Pablo Larraín, the director of El Conde, is a Chilean filmmaker who is very familiar with fictionalized biopics. Larraín was first recognized internationally for NO, a film about the vote that took Pinochet out of power. He later made his English language debut with Jackie which follows Jackie Kennedy immediately after the assassination of John F. Kennedy. Larraín’s previous film before El Conde was Spencer, which portrays Princess Diana in the midst of her tumultuous marriage to Prince Charles. Although the only Larraín film I have seen before El Conde is Spencer, if those two films are anything to go on, then the career of Larraín has clearly shifted toward the exploration of history and historical figures through an abstraction of fictionalized events.
Pinochet is not 91 years old in the film. Instead, he is over 200 years old and has been around since the French Revolution. A majority of the film takes place in a secret mansion owned by Pinochet as he tries to decide what to do next after his time as dictator ended with failure. He is an ill-tempered, uninteresting, pseudo-intellectual francophile who hates his children and thinks only of himself. This is likely a very accurate portrayal of Pinochet minus the vampirism. Perhaps the most interesting part of the film is the way that Pinochet’s family is portrayed. He has not turned a single one of his children or even his wife into a vampire. The only person he ever has bestowed the power to is his butler. The film has essentially no likable characters as each of his children, his wife, and even the seemingly normal financial assistant who they bring in to reclaim Pinochet’s money are just as vapid and empty as the former general himself. This portrayal of Pinochet further emphasizes the pointlessness of his real-life cruelty. Here he has the absolute power of immortality, yet like most authoritarians, he lacks imagination and empathy so it goes completely to waste. He does not share vampirism with his family out of selfishness and contempt that they are not supposedly as competent as him. He doesn’t use his vampirism to pursue any great goal, he doesn’t even seek more power anymore. Even the most pathetic vampire in most media seeks out blood and terrorizes the countryside, but Pinochet doesn’t even fulfill the tropes of his own archetype. Rather, he sits around his house waiting for someone to kill him. A complete husk of a person melded with a sad imitation of a famous monster. It is a great twist on the idea of the vampire being a symbol of the ruling class as it shows the ruling class in utter decline, so ineffectual that all it can be is a drain on resources.

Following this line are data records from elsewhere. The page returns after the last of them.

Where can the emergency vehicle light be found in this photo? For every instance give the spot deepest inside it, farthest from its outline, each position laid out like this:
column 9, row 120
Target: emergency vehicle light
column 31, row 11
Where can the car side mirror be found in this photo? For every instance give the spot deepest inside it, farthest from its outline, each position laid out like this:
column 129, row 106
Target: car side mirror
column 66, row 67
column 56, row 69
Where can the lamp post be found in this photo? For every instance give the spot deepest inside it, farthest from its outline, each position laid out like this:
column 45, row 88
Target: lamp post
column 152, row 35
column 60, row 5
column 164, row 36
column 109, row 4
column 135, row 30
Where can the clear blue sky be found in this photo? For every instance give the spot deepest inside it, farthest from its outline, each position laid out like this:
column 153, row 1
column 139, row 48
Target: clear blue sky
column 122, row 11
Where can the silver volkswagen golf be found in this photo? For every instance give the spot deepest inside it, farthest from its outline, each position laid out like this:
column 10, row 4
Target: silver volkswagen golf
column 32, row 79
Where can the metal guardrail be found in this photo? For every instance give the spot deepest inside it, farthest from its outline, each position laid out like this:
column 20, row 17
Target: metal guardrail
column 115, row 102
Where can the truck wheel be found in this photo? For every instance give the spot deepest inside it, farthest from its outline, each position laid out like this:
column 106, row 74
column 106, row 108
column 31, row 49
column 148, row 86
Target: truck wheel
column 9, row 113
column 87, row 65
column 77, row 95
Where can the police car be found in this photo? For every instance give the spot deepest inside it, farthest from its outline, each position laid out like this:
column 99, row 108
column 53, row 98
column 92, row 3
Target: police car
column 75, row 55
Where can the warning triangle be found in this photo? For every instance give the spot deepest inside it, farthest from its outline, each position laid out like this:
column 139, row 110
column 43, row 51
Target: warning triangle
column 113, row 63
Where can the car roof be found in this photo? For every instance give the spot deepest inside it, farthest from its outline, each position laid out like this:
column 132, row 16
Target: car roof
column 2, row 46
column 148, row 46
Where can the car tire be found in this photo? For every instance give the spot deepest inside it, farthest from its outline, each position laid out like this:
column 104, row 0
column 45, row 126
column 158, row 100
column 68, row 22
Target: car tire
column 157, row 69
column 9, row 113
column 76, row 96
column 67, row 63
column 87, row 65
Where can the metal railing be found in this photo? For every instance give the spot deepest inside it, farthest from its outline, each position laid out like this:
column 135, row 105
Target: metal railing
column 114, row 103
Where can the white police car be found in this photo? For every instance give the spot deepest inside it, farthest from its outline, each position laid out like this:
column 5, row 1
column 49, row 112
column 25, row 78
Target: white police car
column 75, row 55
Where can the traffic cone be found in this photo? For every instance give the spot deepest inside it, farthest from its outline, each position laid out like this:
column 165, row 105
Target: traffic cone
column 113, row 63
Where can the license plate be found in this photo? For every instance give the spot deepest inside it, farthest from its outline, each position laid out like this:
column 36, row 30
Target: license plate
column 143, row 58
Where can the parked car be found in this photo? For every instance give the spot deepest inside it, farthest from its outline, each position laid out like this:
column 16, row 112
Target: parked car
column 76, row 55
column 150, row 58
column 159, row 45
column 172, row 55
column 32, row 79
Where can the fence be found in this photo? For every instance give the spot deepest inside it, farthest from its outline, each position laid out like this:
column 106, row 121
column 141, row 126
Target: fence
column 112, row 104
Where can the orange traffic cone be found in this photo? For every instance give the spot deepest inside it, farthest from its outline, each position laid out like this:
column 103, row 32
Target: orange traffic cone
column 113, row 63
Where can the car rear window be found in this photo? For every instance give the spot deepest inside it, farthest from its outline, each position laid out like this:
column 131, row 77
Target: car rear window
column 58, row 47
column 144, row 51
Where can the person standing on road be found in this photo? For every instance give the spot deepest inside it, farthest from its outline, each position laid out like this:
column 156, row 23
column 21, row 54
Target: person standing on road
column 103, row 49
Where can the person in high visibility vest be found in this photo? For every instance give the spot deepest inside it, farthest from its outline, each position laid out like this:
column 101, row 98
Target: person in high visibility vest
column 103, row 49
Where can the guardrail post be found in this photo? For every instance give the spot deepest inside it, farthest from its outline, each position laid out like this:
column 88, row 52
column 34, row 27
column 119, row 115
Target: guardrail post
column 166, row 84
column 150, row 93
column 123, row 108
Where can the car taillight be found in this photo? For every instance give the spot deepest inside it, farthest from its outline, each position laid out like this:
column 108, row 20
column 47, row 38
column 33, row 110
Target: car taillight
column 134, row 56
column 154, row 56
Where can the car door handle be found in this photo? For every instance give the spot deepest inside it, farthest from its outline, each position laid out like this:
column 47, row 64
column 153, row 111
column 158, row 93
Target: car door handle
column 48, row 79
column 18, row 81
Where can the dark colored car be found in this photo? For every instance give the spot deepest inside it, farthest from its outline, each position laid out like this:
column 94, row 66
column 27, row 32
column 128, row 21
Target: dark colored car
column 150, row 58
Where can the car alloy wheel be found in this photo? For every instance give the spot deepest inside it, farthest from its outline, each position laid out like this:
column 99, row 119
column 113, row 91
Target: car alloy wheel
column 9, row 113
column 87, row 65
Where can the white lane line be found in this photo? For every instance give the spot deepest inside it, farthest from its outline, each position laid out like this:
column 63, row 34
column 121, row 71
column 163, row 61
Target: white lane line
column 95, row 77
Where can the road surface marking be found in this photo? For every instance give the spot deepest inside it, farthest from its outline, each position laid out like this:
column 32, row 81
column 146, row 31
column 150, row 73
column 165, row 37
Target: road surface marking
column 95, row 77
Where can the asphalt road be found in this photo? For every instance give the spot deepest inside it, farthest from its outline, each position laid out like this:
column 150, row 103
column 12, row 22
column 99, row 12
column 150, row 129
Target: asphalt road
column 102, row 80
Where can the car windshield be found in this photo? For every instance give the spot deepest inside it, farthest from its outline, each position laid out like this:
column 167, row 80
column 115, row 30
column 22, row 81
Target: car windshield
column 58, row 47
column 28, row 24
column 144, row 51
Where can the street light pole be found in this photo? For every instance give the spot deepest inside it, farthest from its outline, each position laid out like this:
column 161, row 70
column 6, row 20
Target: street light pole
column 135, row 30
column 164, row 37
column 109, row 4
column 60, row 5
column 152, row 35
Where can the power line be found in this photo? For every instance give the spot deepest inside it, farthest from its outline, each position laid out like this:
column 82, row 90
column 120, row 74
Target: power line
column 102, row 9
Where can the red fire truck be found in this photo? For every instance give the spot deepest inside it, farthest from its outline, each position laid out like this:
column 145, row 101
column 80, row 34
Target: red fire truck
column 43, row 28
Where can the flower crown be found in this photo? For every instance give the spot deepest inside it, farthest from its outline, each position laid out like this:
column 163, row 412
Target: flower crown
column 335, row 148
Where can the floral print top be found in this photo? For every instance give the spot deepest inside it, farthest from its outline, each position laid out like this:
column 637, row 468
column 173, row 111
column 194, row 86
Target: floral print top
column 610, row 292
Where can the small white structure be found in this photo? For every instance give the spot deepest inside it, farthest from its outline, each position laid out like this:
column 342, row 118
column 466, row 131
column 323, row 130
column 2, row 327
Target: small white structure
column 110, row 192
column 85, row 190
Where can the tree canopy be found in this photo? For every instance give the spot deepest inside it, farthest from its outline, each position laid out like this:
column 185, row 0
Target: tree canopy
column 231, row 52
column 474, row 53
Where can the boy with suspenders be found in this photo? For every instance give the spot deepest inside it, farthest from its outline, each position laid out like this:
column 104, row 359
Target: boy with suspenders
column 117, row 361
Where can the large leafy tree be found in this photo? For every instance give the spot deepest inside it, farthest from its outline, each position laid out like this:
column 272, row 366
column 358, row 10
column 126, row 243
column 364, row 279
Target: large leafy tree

Still, this does not make for an entirely enjoyable experience. The story itself oscillates from remarkably predictable to wildly nonsensical with plenty of cheap twists and a deeply unsatisfying ending. The acting is serviceable but the characters are so muted and unremarkable that it feels like the actors were barely given anything to work with. The film has great ideas but so many of them are executed in the least exciting way possible. Perhaps the biggest sin is that the film does not respect the audience’s intelligence. Despite this being an arthouse vampire movie about a Chilean dictator, the filmmakers seem to believe the audience doesn’t have the attention span nor the intelligence to piece together thematic and symbolic elements. So much of the film is a heavy-handed explanation of what the movie is about that you really come away from the film with a feeling that you’ve been lectured at for an hour and forty minutes. Also, it is a remarkably dull movie for a film that features several decapitations.
What saves this movie, for me, is the technical prowess. This movie looks absolutely stunning. It might be one of the best-looking movies of this year, the black and white cinematography perfectly imitating the old Dracula films from the early to mid 20th century, and the set and costume design immaculate. There is a haunting beauty that makes everything about this film a little better. For each boring scene, there is a rapturous transitional period where no dialogue happens and the viewer is able to take in the visual language of the film. Easily the best parts of the film are the moments where Pinochet begins to fly. He soars above city skylines or mountains as the incredible musical score and stunning cinematography adds a layer to the uncanny scene. It brings to mind an unsettling thought: that unless we are careful, monsters like Pinochet will come back. With a different name and a different country, authoritarianism will always be able to come back.